Feb. 16, 2007
Jana LaFountaine & Kathy Twohy Present
Wellness among College Students: Gender Variations
TRC Boardroom, Main Building, CSB
A follow-up study to a previously reported descriptive investigation of wellness among first-year college students was conducted. Students attended a mid-sized, church-related, undergraduate, liberal arts college in the upper Midwest. Seniors who participated in the original study of first-year students (n=1005) were invited to complete the Wellness Evaluation of Lifestyle (WEL) near the end of their senior year. The follow-up convenience sample consisted of 284 subjects; 39.8% male and 60.2% female. Some attrition (20%) had occurred in the original group from first-year to senior year, resulting in 807 of the original group still available to participate; the resulting response rate was 35.1%.

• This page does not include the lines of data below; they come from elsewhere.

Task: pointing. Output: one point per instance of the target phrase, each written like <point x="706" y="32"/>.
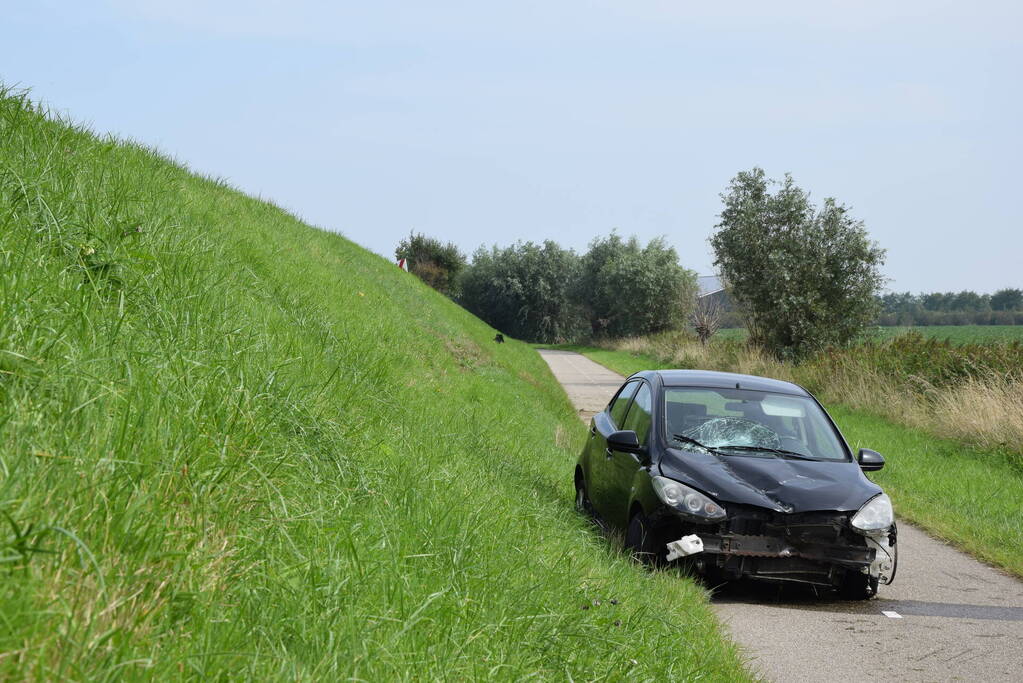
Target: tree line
<point x="1005" y="307"/>
<point x="800" y="277"/>
<point x="548" y="293"/>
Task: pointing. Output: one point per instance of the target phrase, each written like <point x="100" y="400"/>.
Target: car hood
<point x="773" y="483"/>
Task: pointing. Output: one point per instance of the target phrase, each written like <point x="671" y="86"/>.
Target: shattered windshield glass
<point x="748" y="421"/>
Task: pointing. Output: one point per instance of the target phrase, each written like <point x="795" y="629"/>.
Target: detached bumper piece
<point x="816" y="548"/>
<point x="766" y="546"/>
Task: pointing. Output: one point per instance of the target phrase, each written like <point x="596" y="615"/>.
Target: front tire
<point x="643" y="541"/>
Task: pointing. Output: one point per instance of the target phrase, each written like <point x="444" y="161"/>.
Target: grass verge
<point x="962" y="494"/>
<point x="236" y="447"/>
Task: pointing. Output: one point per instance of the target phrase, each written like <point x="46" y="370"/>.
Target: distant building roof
<point x="708" y="284"/>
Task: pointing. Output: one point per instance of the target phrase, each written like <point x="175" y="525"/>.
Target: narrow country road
<point x="946" y="618"/>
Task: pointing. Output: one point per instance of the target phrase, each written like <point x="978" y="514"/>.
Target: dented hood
<point x="773" y="483"/>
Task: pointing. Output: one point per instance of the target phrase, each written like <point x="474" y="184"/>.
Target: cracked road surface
<point x="946" y="618"/>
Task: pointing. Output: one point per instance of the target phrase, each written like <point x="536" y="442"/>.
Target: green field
<point x="953" y="333"/>
<point x="236" y="447"/>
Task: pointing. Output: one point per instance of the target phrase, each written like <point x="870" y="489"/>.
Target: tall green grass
<point x="232" y="446"/>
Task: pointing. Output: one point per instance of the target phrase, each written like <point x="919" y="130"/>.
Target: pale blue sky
<point x="491" y="122"/>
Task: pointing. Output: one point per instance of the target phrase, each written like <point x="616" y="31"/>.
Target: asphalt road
<point x="946" y="618"/>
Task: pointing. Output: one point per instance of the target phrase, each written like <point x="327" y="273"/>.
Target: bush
<point x="629" y="289"/>
<point x="436" y="264"/>
<point x="805" y="278"/>
<point x="525" y="291"/>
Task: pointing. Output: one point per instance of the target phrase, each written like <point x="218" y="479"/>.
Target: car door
<point x="605" y="423"/>
<point x="623" y="466"/>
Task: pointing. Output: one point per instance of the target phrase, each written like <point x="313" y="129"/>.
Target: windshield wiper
<point x="688" y="440"/>
<point x="779" y="451"/>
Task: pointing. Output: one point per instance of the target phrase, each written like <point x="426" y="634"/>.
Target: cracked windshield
<point x="747" y="421"/>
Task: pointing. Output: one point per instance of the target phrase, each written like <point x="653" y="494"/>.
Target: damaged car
<point x="738" y="476"/>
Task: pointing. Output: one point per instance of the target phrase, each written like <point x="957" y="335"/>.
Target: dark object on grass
<point x="737" y="476"/>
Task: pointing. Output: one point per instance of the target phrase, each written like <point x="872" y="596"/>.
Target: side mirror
<point x="870" y="461"/>
<point x="625" y="441"/>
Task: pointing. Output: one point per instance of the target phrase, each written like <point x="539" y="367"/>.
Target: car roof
<point x="724" y="380"/>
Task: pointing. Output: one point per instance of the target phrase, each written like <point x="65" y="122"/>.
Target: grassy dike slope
<point x="235" y="446"/>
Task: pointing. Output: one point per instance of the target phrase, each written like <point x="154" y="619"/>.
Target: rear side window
<point x="621" y="402"/>
<point x="638" y="418"/>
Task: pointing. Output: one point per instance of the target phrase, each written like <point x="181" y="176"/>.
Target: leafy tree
<point x="805" y="277"/>
<point x="525" y="290"/>
<point x="435" y="263"/>
<point x="970" y="301"/>
<point x="1007" y="300"/>
<point x="630" y="289"/>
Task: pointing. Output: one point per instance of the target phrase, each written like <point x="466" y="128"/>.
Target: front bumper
<point x="818" y="548"/>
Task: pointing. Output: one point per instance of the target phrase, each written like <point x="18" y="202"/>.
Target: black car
<point x="737" y="476"/>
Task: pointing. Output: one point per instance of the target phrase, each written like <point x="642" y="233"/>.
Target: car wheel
<point x="643" y="542"/>
<point x="858" y="586"/>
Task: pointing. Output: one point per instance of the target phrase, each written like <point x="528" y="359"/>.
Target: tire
<point x="643" y="542"/>
<point x="858" y="586"/>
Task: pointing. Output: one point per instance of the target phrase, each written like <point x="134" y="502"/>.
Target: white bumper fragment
<point x="687" y="545"/>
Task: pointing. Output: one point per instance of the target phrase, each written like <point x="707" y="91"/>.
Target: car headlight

Wellness scores for men and women demonstrated differences from first-year to senior year; therefore the sample was divided by gender for analysis. Findings showed that wellness among college women indicated a statistical difference between first year and senior year in the following aspects: spirituality, friendship, love, nutrition, and stress management. Nutrition was the only wellness aspect that showed a significant increase for senior women, all other areas decreased. Wellness among college men indicated a negative statistical difference between first year and senior year in the following areas: spirituality, total self-direction, total wellness, and exercise. There were no wellness subscales with a positive statistical difference. Limitations of the study include convenience of sample and poor reliability of some of the WEL subscales. Implications for campus wellness programming and further research will be discussed.